Q&A with director Ellen Rudnitzki
25-year-old DJ Anna immerses herself in the life of her grandmother, the now 73-year-old photographer Ingrid Bahss, who ran a private gallery with her husband in the GDR, was expelled as an enemy of the state in 1983, found a new home in Cologne, returned and still critically examines both worlds today. The reality of grandma's life unfolds through the eyes of her granddaughter.
The basses are thumping in the Pirate rehearsal studios in Berlin's Prenzlauer Berg district. Three young women at the mixing desk: Anna, Miri and Katja. Their goal: to conquer the still male-dominated DJ world.Anna, a 25-year-old computer science student, has lived in Berlin for two years.
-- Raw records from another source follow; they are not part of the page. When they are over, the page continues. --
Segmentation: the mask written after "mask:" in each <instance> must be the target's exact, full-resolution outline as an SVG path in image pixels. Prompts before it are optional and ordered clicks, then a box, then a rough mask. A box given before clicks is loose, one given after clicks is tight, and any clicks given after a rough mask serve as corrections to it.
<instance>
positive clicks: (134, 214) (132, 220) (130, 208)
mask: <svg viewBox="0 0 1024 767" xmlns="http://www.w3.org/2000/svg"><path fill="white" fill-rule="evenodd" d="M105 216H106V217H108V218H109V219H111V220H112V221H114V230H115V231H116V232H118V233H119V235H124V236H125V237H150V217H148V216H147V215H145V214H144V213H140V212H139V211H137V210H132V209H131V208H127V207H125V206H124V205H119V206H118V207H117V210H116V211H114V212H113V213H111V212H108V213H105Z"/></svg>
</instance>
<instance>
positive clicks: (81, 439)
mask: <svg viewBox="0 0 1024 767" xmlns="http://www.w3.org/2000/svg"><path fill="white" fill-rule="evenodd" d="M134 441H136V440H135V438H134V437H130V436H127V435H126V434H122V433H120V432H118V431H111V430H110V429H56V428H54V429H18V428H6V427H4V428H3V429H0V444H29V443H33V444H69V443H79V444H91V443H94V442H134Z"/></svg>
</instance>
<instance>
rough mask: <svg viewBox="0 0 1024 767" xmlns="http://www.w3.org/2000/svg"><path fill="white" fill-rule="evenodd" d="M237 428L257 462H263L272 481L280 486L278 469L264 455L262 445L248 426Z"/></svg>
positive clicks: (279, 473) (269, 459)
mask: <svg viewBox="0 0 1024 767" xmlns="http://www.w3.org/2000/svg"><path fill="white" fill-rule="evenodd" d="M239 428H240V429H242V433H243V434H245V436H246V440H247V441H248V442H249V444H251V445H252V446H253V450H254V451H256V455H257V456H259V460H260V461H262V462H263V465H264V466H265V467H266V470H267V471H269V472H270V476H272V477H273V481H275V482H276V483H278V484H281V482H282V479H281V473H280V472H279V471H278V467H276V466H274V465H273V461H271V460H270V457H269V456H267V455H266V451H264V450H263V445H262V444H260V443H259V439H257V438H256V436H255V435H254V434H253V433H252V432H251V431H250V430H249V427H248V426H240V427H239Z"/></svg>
A city of extremes, as she says, where she sometimes feels lonely: "when nobody really listens anymore, when everyone does their own thing". And when Anna has something on her mind, she talks to her grandmother, 73-year-old photographer Ingrid Bahß. Far away from bustling Berlin, she immerses herself in Ingrid's apartment in Cologne's Südstadt district, crammed with books, pictures and photos, lots of photos, evidence of an exciting life, full of crises and upheavals. A world that Anna wants to explore. Together they embark on a journey to the stations of Ingrid's life: the former GDR, which she was forced to leave, the initially hated West, her birthplace in the East, where her grandmother's activities are once again met with resistance. There are repeated clashes between young and old, East and West.